Sandália nova. “Vamo que vamo! ”. Toda essa movimentação era que após Carlinhos chegar da escola, almoçava e por volta das 14 horas ia vender tomates, bananas e outros vegetais. Uns tomatões. Grandes mesmo! O emprego foi um pedido feito a sua avó por uma parenta. Na rua, depois de vagar até as 17 horas aproximadamente, voltavam para a casa da patroa com os corpos flácidos e cansados – os tomates e o Carlinhos. Geralmente não vendia nada; mas sempre retornava para a casa dos avós com o pagamento do dia: um dos tomates. Um tomatão. Grande mesmo! Tomate não estimulava muito o interesse; mas quando era banana ficava aquele namoro platônico. Bem na hora da merenda.
A benfeitora do Carlinhos, ao que parece, vendia esses produtos para não jogar fora. Com tanta fartura essa senhora quando visitava os avós do menino levava apenas arroz; e gabava-se de ser muito caridosa. Eram fazendeiros e em sua residência tudo era grande. Não tanto como a casa aonde Carlos ia pegar capim para os coelhos e preás de Ângela, a filha da patroa.  A começar pela frente ampla, trabalhada em muro e grade estilo colonial (desenhos e afrescos); um enorme espaço à frente da casa com gramado e jardim. A casa imponente era separada, ao fundo, de outra construção que lembrava um coreto ou quiosque, onde funcionava a cozinha, uma área de serviço, outra casa menor e um galpão com portão independente que funcionava como depósito de implementos e ferramentas e contava com uma despensa separada para frutas e verduras. Havia uma área a parte com uma piscina e um deck, onde se dispunha o mobiliário próprio. Mais ao fundo do quintal, grande número de canteiros – de cenoura, alface, beterraba, nabo, rabanete, cebola, alho, e sabe mais... adiante passando por baixo de latadas de uva e maracujá, abria-se um pequeno pomar com algumas frutíferas onde o que chamou a atenção do menino foram as romãs; e, descendo pelo terreno, havia um alagadiço com muita vegetação que era chamado de brejo. Aí é que ele colhia o capim que tinha sido solicitado pela Ângela.

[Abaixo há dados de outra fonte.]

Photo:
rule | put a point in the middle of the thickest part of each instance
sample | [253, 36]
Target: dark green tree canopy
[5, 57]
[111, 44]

Carlinhos volta e meia arrumava alguma coisa para fazer. Ocasionalmente fazia faxina para uma tia sua, o que ajudava a comprar pães (ou broas, mais baratas) para o café da manhã. Durante a faxina, vez ou outra, o tio aparecia e se trancava no quarto com a tia. Carlinhos não entendia as piadas das quais a tia ficava rindo baixinho; mas, aproveitava a ocasião, para pegar o cofrinho – um boi de louça –, uma faca e correr para trás do depósito. A vizinha vendia um doce muito gostoso de coco queimado com leite. Aconteceu de certa vez, o tio sair do quarto antes do esperado. Nervoso e atabalhoado, o Carlinhos na volta precipitada quebrou o chifre do boi na quina da parede. Inocência colocá-lo no lugar achando que não seria apanhado; e mais precipitado, tentar mentir e acabar confessando tudo.

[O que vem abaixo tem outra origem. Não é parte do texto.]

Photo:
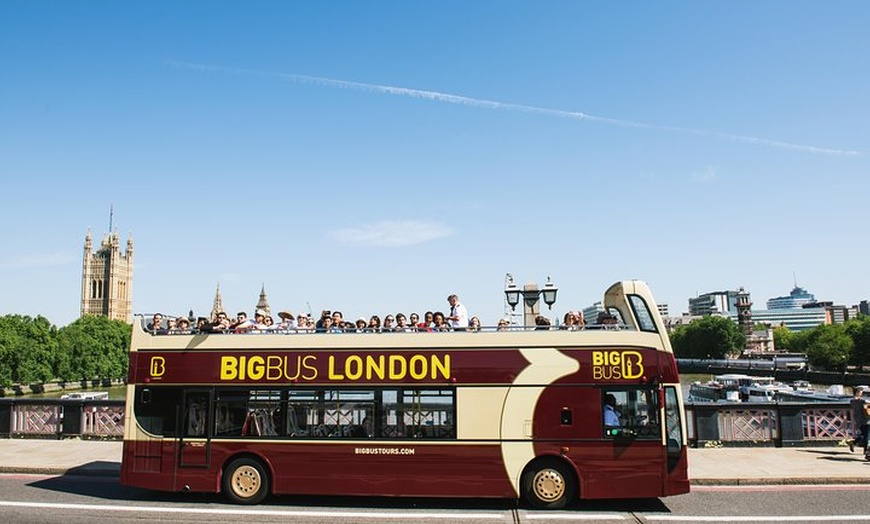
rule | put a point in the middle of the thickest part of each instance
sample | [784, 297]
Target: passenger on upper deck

 Em outro trabalhinho, uma amiga da avó solicitou que ele entregasse marmitas, desde que não fosse acompanhado de Jericó. As entregas deveriam ser feitas em um setor de prestação de serviços e diversões públicas que o povo chamava de “Gato”. As funcionárias eram muito expansivas. Chegavam a colocar o Carlinhos no colo; uma moça bem jovem, inclusive, cismou com o garoto que tinha de empreender fuga quando ela aparecia. Com cheiro de perfume forte, bebidas, cigarro; muitas risadas e algazarra geral, o ambiente causava curiosidade no garoto. No caminho até lá era preciso atravessar um grande terreno com mato. Carlinhos então aproveitava para parar e descansar. Para ocupar o tempo aproveitava para abrir umas três marmitas do total de seis; então comia de cada uma um ovo frito, fechava tudo de novo e prosseguia no caminho. Essa atividade durou por certo tempo; e entre reclamações dos operários e servidoras; e ressalvas da fornecedora, ninguém entendia por que saiam dois ovos fritos na marmita e só chegava um; e ainda a discriminação de uns receberem dois ovos, enquanto outros recebiam apenas um. “É artimanha, mentira desses malandros” – dizia dona Silvina, a fornecedora das marmitas.
Houve um dia que depois desses afazeres, voltando para casa, Carlinhos passando em frente a uma casa, deu com uma porta de acesso a um lote, aberta; e jogado no chão, como se ninguém fizesse conta havia um único carrinho vermelho, dessas réplicas de coleção – muito bonito, apesar de sujo – provavelmente de um conjunto mal cuidado. Não havia ninguém por perto e ele achou que não seria errado pegar aquele brinquedo sujo e largado no chão e tomar conta dele. Em casa, depois de lavá-lo e começar a brincar e admirá-lo, sua tia Joana ficou curiosa e quis saber a origem. Carlinhos teve o cuidado de contar o que ocorreu, mas amenizando com a versão de tê-lo encontrado fora do lote. Isso depois de outras versões engasgadas e desencontradas. Sua tia exigiu a devolução e o acompanhou até o local onde se entendeu com a dona da casa e devolveu o brinquedo. A senhora quis que Carlinhos o levasse; mas Joana não permitiu. Em casa o “São José” quase que desceu da pendura para trabalhar. Bendita vó... Vozinha.
Apesar da idade e mais por influência de Jericó que por sua inclinação natural, Carlinhos começou a prestar atenção nas meninas. Mas essa é outra estória.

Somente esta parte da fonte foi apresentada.